Water is a crucial element in climate and for society. Find out about the latest engineering interventions for water management in rivers, coasts and the urban environment.
Water is essential for life on Earth and of crucial importance for society. Water also plays a major role in affecting climate. Its natural cycle, from ocean to atmosphere by evaporation, then by precipitation back to land returning via rivers and aquifers to the oceans, has a decisive impact on regional and global climate patterns.
For students of engineering, climate science and environmental studies, this course offers a first introduction to the physics of water systems and their role in climate. In addition, we show you the state-of-the-art engineering interventions that can be applied to water systems. These can improve coastal safety and increase the availability of water supplies worldwide.
The course welcomes students from all over the globe, so we actively encourage discussion of water and climate issues you may experience in your location, now and in the coming decades.
After taking this course, you will be able to:
The course consists of knowledge clips, movies, exercises, and exam assignments.
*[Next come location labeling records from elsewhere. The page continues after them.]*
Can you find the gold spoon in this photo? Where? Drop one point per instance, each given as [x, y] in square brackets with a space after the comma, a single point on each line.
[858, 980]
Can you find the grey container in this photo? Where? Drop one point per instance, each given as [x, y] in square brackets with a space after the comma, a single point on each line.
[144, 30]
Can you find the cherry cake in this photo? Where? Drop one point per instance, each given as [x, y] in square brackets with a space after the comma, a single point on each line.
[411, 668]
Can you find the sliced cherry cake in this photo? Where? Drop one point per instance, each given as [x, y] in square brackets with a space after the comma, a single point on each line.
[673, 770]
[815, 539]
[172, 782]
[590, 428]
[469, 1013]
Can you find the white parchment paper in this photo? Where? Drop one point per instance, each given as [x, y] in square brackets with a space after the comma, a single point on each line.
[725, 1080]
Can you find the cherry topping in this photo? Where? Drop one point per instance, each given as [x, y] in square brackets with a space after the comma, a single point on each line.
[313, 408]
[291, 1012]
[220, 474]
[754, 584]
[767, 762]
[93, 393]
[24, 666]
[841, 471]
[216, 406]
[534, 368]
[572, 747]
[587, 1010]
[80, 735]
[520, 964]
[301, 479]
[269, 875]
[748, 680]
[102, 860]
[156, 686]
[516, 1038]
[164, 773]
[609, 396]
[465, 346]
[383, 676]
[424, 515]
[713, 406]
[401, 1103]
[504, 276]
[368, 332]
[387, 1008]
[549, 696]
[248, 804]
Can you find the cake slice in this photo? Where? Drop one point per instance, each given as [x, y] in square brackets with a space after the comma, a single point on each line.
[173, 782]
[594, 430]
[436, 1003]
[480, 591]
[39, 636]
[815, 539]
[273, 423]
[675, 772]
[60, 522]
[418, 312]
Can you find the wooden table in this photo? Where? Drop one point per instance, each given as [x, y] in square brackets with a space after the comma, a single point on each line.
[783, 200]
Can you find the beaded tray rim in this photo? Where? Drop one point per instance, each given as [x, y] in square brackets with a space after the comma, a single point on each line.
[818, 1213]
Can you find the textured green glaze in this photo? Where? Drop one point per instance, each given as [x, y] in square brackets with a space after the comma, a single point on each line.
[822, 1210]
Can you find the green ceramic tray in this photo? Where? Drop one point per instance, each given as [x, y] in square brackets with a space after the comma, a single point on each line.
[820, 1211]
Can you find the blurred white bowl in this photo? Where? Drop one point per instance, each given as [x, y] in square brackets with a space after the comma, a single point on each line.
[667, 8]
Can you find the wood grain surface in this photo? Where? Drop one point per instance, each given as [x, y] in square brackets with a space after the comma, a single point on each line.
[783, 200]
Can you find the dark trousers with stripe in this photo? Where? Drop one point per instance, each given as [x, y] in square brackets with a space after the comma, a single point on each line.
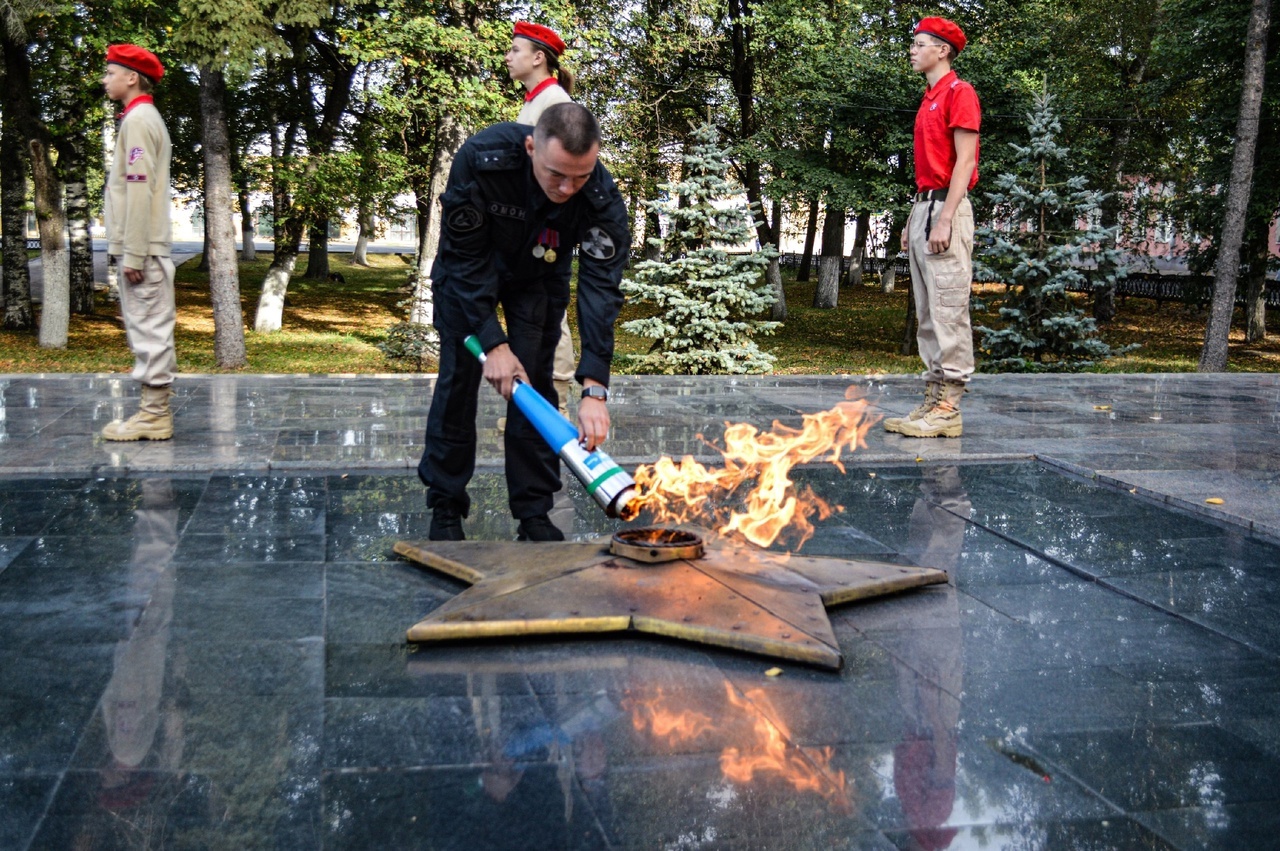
[533, 315]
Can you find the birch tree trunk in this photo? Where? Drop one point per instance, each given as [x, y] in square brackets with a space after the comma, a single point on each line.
[248, 251]
[1256, 288]
[219, 230]
[810, 236]
[1226, 269]
[54, 256]
[73, 163]
[360, 254]
[449, 136]
[287, 234]
[855, 265]
[318, 252]
[827, 293]
[16, 284]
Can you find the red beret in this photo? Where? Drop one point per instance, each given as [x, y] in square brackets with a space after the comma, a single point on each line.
[544, 36]
[945, 30]
[136, 59]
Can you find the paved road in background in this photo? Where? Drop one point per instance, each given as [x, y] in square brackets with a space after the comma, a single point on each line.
[184, 251]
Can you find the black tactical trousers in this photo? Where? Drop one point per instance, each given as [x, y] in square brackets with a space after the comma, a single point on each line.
[533, 316]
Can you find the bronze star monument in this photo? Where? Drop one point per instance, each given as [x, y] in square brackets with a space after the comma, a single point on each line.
[730, 595]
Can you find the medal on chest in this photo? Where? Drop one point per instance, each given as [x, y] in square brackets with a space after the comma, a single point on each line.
[548, 241]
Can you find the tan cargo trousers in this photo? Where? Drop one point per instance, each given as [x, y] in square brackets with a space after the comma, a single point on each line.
[150, 315]
[941, 286]
[565, 364]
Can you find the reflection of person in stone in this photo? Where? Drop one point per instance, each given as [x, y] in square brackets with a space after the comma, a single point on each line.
[131, 705]
[931, 667]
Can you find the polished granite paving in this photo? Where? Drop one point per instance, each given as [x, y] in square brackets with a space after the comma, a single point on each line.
[201, 641]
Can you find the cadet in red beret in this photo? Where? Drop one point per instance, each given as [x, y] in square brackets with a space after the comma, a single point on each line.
[534, 62]
[138, 234]
[938, 237]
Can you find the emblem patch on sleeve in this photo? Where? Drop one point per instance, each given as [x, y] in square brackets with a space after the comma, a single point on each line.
[465, 219]
[598, 245]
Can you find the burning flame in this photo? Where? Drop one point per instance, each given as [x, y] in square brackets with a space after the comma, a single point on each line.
[768, 753]
[689, 492]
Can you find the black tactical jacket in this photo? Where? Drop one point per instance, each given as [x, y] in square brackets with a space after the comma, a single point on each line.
[494, 216]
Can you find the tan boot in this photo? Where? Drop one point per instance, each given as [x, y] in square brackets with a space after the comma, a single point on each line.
[154, 420]
[944, 420]
[932, 393]
[563, 389]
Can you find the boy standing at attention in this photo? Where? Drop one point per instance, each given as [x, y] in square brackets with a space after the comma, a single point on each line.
[938, 236]
[140, 234]
[533, 60]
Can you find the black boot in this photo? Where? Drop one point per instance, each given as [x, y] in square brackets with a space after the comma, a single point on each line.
[446, 525]
[539, 529]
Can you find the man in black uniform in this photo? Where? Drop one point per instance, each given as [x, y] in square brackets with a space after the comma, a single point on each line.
[512, 211]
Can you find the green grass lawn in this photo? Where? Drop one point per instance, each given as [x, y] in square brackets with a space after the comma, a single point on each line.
[333, 326]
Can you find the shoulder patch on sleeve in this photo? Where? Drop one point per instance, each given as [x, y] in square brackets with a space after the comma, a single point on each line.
[598, 243]
[465, 218]
[597, 195]
[499, 159]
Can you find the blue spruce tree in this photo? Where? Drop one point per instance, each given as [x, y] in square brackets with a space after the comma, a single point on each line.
[707, 293]
[1054, 245]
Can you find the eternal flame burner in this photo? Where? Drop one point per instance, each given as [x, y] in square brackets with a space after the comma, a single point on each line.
[653, 544]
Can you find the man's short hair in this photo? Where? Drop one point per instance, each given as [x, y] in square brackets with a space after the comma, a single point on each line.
[572, 124]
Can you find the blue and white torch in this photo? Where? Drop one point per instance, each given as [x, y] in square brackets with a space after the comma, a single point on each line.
[608, 484]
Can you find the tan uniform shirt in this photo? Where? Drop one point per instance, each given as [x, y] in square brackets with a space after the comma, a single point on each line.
[549, 96]
[138, 207]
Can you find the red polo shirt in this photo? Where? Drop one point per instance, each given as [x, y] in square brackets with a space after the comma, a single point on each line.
[947, 105]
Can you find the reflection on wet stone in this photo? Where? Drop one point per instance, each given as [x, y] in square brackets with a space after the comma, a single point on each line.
[215, 658]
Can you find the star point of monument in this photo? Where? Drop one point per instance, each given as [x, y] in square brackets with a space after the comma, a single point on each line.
[732, 595]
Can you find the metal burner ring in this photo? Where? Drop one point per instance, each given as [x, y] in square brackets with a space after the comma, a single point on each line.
[653, 544]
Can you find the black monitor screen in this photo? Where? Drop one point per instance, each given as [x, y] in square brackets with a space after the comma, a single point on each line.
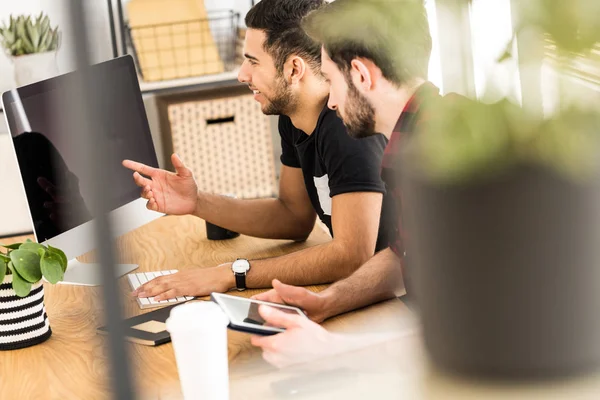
[44, 123]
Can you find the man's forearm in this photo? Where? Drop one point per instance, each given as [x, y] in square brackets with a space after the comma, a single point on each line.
[264, 218]
[377, 280]
[321, 264]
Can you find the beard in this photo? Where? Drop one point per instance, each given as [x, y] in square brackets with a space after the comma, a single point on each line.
[360, 114]
[282, 102]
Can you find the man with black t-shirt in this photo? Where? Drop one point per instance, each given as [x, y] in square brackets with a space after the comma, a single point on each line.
[325, 172]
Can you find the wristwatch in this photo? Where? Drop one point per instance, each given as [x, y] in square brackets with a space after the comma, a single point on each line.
[240, 268]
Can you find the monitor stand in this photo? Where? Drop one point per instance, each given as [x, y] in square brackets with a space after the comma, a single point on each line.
[89, 274]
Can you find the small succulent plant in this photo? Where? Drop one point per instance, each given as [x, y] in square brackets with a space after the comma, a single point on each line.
[23, 35]
[27, 262]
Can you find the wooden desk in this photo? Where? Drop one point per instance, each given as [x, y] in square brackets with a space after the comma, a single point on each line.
[73, 363]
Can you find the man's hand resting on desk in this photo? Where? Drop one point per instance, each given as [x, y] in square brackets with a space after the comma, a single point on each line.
[315, 305]
[166, 192]
[302, 341]
[189, 282]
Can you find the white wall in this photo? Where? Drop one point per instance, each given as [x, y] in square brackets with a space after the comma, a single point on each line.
[97, 24]
[491, 31]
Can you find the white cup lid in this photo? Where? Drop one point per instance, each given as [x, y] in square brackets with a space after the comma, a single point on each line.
[196, 316]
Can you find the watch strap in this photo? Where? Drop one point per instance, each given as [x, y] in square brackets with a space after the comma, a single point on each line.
[240, 281]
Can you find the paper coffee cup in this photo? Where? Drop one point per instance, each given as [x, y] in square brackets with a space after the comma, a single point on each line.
[199, 335]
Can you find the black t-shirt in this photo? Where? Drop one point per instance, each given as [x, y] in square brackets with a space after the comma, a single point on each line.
[334, 163]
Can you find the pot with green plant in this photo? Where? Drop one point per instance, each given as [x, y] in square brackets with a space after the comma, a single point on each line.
[503, 218]
[32, 45]
[23, 319]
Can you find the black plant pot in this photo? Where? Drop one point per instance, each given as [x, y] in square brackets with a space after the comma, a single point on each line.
[507, 273]
[23, 320]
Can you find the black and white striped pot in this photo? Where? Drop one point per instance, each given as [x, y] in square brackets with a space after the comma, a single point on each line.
[23, 320]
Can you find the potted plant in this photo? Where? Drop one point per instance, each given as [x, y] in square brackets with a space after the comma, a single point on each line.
[503, 218]
[32, 46]
[23, 319]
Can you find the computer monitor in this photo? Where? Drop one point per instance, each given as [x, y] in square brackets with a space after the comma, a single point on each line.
[43, 125]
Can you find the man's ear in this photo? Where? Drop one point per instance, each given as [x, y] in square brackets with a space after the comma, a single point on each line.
[365, 73]
[294, 69]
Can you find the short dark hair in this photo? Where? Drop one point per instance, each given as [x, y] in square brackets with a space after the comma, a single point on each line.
[281, 20]
[393, 34]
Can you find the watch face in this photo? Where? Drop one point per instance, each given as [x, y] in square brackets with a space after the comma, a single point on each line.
[240, 266]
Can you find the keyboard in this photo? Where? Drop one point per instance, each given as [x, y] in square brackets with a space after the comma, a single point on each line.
[138, 279]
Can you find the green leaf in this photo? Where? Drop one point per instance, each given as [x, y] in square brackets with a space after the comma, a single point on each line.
[21, 287]
[51, 268]
[31, 246]
[34, 36]
[13, 246]
[61, 254]
[2, 269]
[27, 265]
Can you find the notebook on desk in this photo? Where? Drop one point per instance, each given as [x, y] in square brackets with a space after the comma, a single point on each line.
[138, 279]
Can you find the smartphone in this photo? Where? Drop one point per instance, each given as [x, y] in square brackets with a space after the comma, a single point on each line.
[243, 314]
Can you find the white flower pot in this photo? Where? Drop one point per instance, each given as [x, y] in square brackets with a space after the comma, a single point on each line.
[23, 320]
[32, 68]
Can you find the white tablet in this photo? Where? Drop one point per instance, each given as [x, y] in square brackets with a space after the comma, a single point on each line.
[243, 313]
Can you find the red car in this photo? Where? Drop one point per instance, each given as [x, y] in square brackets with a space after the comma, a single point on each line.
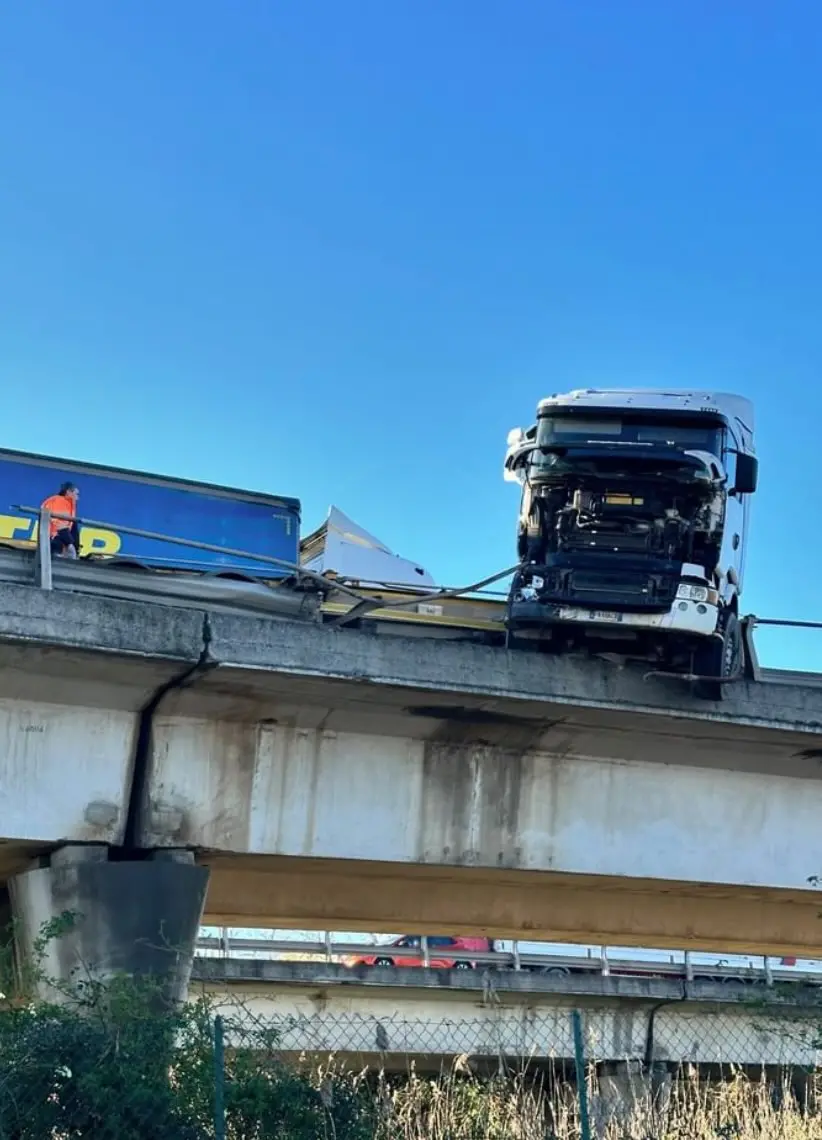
[407, 951]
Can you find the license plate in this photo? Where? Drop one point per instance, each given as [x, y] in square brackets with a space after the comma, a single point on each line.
[591, 615]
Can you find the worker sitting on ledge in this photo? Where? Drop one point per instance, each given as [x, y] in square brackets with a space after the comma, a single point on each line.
[64, 532]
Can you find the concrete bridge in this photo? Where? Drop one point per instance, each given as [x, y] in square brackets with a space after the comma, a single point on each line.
[167, 760]
[390, 1017]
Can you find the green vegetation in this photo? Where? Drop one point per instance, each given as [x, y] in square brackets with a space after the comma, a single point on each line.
[110, 1061]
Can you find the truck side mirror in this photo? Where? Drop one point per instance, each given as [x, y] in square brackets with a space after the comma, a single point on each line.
[747, 472]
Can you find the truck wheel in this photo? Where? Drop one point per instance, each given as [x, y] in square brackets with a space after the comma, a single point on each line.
[722, 657]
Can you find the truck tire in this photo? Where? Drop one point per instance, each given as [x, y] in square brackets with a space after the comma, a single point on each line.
[721, 657]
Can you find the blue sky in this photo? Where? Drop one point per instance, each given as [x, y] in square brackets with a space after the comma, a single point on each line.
[338, 250]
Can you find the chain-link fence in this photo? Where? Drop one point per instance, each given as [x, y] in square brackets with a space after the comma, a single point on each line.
[716, 1037]
[122, 1072]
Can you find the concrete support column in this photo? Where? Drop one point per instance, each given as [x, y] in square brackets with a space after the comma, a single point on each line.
[626, 1088]
[131, 917]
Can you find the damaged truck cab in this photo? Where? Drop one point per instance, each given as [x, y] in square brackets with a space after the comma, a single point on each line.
[633, 526]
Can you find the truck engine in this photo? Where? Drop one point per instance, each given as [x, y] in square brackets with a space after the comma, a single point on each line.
[632, 524]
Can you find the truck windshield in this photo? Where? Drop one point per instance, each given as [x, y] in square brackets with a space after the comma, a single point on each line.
[561, 431]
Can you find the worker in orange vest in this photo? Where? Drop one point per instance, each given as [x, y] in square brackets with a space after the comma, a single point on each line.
[64, 532]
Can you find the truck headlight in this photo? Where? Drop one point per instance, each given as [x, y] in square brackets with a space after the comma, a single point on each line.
[692, 593]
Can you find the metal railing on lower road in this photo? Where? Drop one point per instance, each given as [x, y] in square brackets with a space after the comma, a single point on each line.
[764, 970]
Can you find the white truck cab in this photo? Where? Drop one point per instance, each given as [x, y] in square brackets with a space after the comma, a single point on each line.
[633, 526]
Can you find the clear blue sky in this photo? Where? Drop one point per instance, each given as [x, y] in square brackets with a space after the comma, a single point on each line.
[336, 250]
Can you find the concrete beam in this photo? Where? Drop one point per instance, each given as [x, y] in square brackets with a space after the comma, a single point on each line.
[275, 790]
[401, 982]
[311, 658]
[338, 895]
[369, 1027]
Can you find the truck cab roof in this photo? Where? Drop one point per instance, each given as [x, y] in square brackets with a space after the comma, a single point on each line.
[734, 408]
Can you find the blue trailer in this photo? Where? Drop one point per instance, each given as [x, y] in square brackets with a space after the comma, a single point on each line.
[247, 521]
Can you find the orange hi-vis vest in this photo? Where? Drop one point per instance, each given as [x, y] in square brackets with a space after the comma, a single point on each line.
[58, 504]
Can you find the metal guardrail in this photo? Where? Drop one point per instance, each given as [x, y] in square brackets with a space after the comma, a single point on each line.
[515, 959]
[193, 587]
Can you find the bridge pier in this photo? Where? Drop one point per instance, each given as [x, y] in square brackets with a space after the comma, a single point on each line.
[84, 914]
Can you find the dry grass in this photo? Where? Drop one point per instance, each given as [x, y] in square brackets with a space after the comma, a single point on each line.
[462, 1107]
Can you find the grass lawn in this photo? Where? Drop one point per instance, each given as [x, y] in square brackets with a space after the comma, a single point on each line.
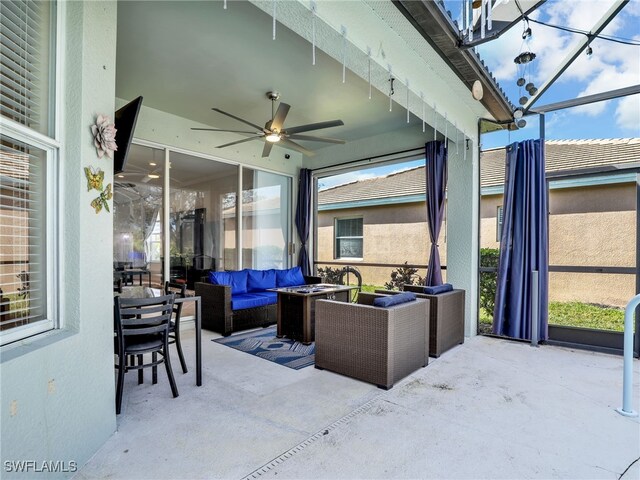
[575, 314]
[572, 314]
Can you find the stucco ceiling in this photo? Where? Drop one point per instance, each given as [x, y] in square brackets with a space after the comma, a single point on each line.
[187, 57]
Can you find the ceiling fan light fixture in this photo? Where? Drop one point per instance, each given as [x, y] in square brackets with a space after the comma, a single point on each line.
[272, 137]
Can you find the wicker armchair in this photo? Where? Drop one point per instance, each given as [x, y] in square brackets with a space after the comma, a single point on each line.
[446, 317]
[373, 344]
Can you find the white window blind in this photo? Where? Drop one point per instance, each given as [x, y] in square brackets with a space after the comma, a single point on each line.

There are opportunities to discuss course materials with your fellow students and the Course Team through our online forum. We also provide interactive feedback video sessions in which the lecturers discuss issues raised by students.
Delft University of Technology (TU Delft) has a unique reputation when it comes to water and climate, with faculty experts in the fields of climate research, water management and hydraulic engineering. The course introduces you to many aspects of water and climate: from the micro scale of raindrops to the macro scale of oceans, and from understanding the physics of the different water systems to practical engineering solutions that may help societies adapt to the present and future impacts of climate change on water.
Together with the courses "Drinking water treatment" and "Urban Sewage Treatment" this course forms the Water XSeries, from the Faculty of Civil Engineering and Geosciences at TU Delft.